Oktar's publishing house has released dozens of books, distributed in more than 150 countries and translated into more than 50 languages. Many Turkish commentators say the books (over 200 of them), are probably the work of many hands. Oktar denies this. He also says that the cases against him were part of a plot by Freemasons, and that his ideas were the origin of former British Prime Minister Tony Blair's conversion to Catholicism, and French President Nicolas Sarkozy's recent declarations on religion.

According to sources close to Oktar, an appeal is in preparation.

Europe is worried

the Atlas of Creation - as finely polished a turd as you are ever likely to see

On 4 October 2007 the Council of Europe Parliamentary Assembly passed Resolution 1580. It warned of creationism on the rise in Europe…


It's official: creationism is on the rise in Europe. The recent resolution of the Council of Europe highlighted some worrying trends, notablky the unsolicited targeting of education. It warned of “a real risk of serious confusion being introduced into our children’s minds between what has to do with convictions, beliefs, ideals of all sorts and what has to do with science”.
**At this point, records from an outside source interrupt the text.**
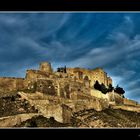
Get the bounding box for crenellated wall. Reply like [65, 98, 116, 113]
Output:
[0, 77, 25, 92]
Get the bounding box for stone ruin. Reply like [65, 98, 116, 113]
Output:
[0, 62, 138, 123]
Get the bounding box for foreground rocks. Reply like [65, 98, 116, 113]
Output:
[15, 109, 140, 128]
[0, 94, 38, 117]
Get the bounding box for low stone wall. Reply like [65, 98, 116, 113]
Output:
[0, 113, 39, 128]
[0, 77, 24, 93]
[112, 105, 140, 113]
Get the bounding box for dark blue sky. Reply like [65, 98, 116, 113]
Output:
[0, 12, 140, 102]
Such language is not common in European pronouncements. Moreover, the Council seemed to be uncharacteristically united, writing: “An ‘all things are equal’ attitude may seem appealing and tolerant, but is in fact dangerous", and urging member states to “defend and promote scientific knowledge” and “firmly oppose the teaching of creationism as a scientific discipline on an equal footing with the theory of evolution.”

The resolution came in the wake of a comprehensive report delivered in June last year and prepared by the Committee on Culture, Science and Education. The report cited examples of creationist onslaughts from 14 member states, as well as countries beyond the EU's borders, including Serbia, Russia - and Turkey.